Bienvenue en Eurasie
A Białistok, j’emprunte la route de Minsk pour atteindre le poste frontière allant vers Vaŭkavysk. Il est déjà près de 15 heures. Le soleil est si bas sur l’horizon que le jour tend à se réduire de minutes en minutes. Je ralentis à la vue des bâtiments de la douane. Pas de formalités du côté polonais. Derrière la vitre, je montre mon passeport européen. Sans vérifier, le douanier me salue et me fait signe d’aller. J’avance lentement vers la douane biélorusse. Lest tenues sont plus décoratives pour en imposer davantage et les allures plus rigides. Les casquettes se veulent plus autoritaires et les bottes sont de rigueur… mais elles sont dans un caoutchouc bien terne. Le poste de contrôle a un petit air kitsch très soviétisant.

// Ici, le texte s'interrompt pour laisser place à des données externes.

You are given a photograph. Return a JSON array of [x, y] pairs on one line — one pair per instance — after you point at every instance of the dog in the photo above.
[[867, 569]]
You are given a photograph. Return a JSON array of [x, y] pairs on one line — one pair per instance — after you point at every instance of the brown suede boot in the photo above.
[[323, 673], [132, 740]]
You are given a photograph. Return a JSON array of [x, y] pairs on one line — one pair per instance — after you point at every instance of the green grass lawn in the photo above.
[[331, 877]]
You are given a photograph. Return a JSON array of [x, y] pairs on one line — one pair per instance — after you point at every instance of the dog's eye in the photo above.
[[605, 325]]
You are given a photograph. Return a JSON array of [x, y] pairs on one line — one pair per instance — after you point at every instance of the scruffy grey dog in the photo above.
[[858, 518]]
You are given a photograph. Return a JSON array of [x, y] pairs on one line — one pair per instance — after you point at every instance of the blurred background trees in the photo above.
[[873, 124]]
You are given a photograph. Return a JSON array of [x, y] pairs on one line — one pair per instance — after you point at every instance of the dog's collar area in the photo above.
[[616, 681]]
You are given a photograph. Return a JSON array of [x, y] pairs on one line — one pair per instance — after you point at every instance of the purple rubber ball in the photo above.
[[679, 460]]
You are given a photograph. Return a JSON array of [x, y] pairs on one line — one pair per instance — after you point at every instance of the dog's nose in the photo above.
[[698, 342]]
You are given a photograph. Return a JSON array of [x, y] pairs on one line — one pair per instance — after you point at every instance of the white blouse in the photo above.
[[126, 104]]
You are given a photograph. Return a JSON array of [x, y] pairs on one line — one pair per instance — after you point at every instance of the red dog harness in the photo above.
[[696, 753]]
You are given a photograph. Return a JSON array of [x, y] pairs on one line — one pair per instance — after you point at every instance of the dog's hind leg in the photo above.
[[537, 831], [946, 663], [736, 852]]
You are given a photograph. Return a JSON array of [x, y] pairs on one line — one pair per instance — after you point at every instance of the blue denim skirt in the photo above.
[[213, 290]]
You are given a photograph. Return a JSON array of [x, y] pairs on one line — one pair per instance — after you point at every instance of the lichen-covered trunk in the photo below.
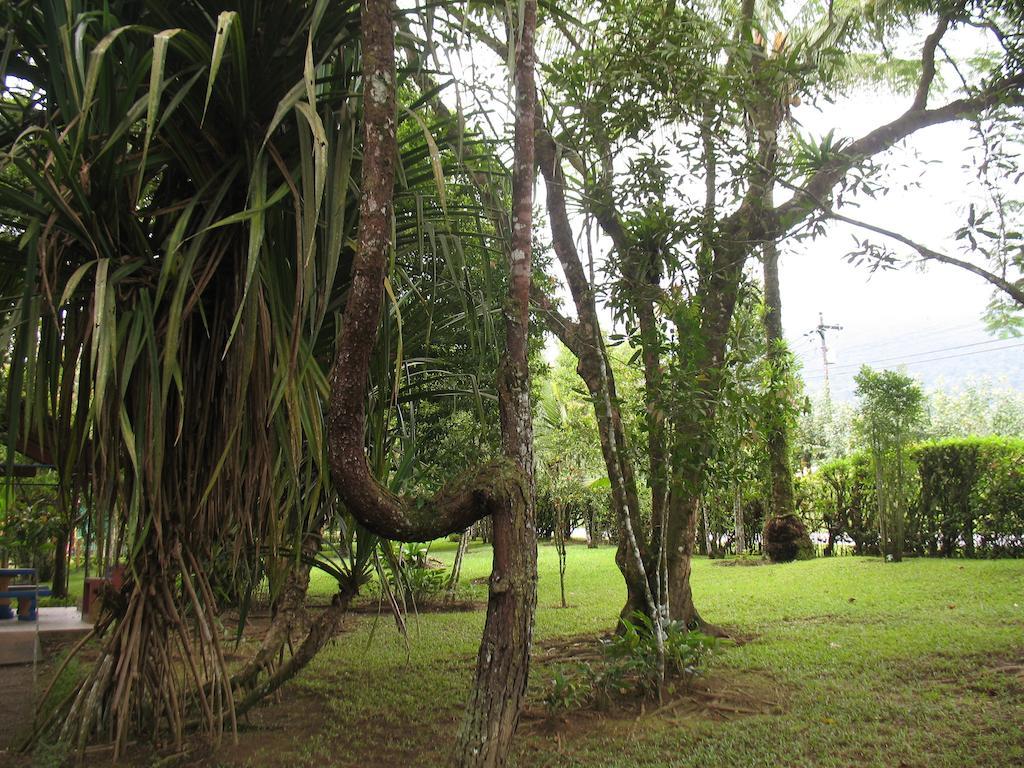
[[503, 662], [585, 340], [778, 436], [289, 613]]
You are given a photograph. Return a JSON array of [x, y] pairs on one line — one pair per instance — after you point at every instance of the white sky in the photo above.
[[929, 321], [909, 315]]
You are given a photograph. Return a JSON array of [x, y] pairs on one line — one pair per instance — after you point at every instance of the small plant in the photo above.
[[633, 655], [569, 690]]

Rapide retour arrière sur un passé pas encore digéré. Mais on n’est pas là pour s’amuser. Un douanier s’approche ; je baisse la vitre. Il tend la main, sans rien dire. A mon tour, je présente mon passeport, mon visa dûment tamponné, mon permis de conduire international, mon certificat d’immatriculation du véhicule, ma déclaration de devises étrangères (vive l’Euro), ma réservation d’hôtel bien datée qui me sert de certificat de destination, le livret de déclaration du matériel en importation temporaire. Le tout en anglais et biélorusse. Il prend les documents, semble les parcourir un à un. Il se penche à nouveau et me montre l’arrière du véhicule : il veut visiter. Je sors, ouvre les portes puis le coffre. Visiblement, c’est le dessous des sièges qui semble l’intéresser. Il se penche plusieurs fois… puis abandonne. Bide sur un vide ! Pas de produits de contrebande à confisquer donc pas de petit bonus personnel ou de possibilités de tractations lucratives. Chou blanc ! Il reste impavide bien que je le sens déçu ! Mais une chose vient à l’inquiéter : la raison du voyage. Il me la demande sur un imprimé, mi-biélorusse, mi-anglais. Je montre la ligne « tourisme » bien sûr ! Hrodna (Grodno en polonais) reste la plus belle ville baroque du pays. La perle de la Russie noire ! Ville séculairement tantôt polonaise, tantôt lituanienne, elle semble avoir toujours pris ses distances avec la Russie : c’est le fief catholique du Belarus et la messe y est toujours célébrée… en polonais ! Ma réponse semble lui convenir. Avec mes papiers, il rentre dans le poste de contrôle et j’entends les coups de cachet crépiter. Il doit en mettre partout. Il renchérit avec un gros tampon articulé : çà doit être le dateur. Sans laisser l’encre sécher, il referme le tout, sort et me rend tous mes certificats. Je me montre aussi méfiant que lui et je vérifie que tout y est, tamponnages compris. Ici, une lacune ou une erreur administrative est l’annonce d’un séjour forcé compliqué et une rétention administrative est toujours à craindre. Je prends trop de temps. Il s’impatiente et me fait signe de partir. Son collègue vient de lever la barrière. Il est temps d’y aller… avant qu’il ne change d’avis ! Je salue de la main et c’est parti. Non pas tout à fait. Il y a un obstacle devant le capot.